Jesus Himself is our food in Holy Communion. He (Body, Blood, Soul, and Divinity) is entirely ours as the food of our souls. He is united to us in order to make us like Himself. He said, “I am the living bread which came down from Heaven. If anyone eats of this bread, he will live for ever; and the bread which I shall give for the life of the world is my flesh” (John 6:51). The sharing of divine life means that God lives in us and we in Him, and that as God the Son has by nature the same life as the Father in its infinite fullness, so do we share it by grace.
Holy Communion preserves and increases all the various virtues which have been bestowed upon our souls together with sanctifying grace.
Our Lord compared the Most Holy Sacrament of the Altar with the manna given to the Jews, because the Holy Eucharist was intended to be the daily spiritual food of Christians, just as manna was the daily food of the Israelites in the desert.
It was in the midst of a meal, under the form of food, that Jesus chose to institute the Eucharist. He gave Himself to us as the nourishment of our souls: “For my flesh is food indeed, and my blood is drink indeed” (John 6:55).
Jesus Christ is not only glad to accept our invitation to come into our hearts, but He told us that we must receive Him as our Guest. “Truly, truly, I say to you, unless you eat the flesh of the Son of man and drink his blood, you have no life in you” (John 6:53).
Sanctifying grace is that grace which gives our souls new life, that is, a sharing in the life of God Himself. Sanctifying grace makes our souls holy and pleasing to God, especially by increasing divine love in our hearts. Sanctifying grace makes us adopted children of God and temples of the Holy Spirit.
Just as our souls are the life of our bodies, so sanctifying grace is the life of our souls. We need sanctifying grace to save our souls. Mortal sin brings death to our souls, because it takes away sanctifying grace, and this means losing God Himself.
To understand why the Church incessantly stresses the advantages of receiving the sacraments frequently, particularly the Holy Eucharist, we have but to recall her doctrine concerning sanctifying grace.
The Holy Eucharist is the sacrament that produces in us, by means of Holy Communion, an increase of habitual or sanctifying grace.

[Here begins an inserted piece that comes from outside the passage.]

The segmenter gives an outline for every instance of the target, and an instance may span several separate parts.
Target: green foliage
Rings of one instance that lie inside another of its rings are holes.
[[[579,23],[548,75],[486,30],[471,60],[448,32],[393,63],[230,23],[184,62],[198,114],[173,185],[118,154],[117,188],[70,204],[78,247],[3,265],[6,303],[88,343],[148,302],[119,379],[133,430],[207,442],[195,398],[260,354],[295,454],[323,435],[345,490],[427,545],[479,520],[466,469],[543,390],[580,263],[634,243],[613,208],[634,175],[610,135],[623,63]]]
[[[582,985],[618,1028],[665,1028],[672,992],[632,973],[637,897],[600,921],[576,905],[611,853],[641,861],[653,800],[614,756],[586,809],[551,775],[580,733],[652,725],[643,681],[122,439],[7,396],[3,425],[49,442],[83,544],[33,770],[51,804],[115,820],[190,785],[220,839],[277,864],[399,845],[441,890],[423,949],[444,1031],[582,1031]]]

It not only preserves the life of our souls, but increases it, just as the body is not only supported by means of natural food, but also is strengthened.
Holy Communion also preserves and increases all the various virtues which have been bestowed upon our souls together with sanctifying grace. By increasing the Theological Virtues of faith, hope, and charity, Holy Communion enables us to enter into closer union with God. By strengthening the moral virtues of prudence, temperance, justice, and fortitude, Holy Communion enables us to regulate better our whole attitude toward God, our neighbor, and ourselves. Holy Communion also opens our understanding and wills to the inspirations and promptings of the Holy Spirit.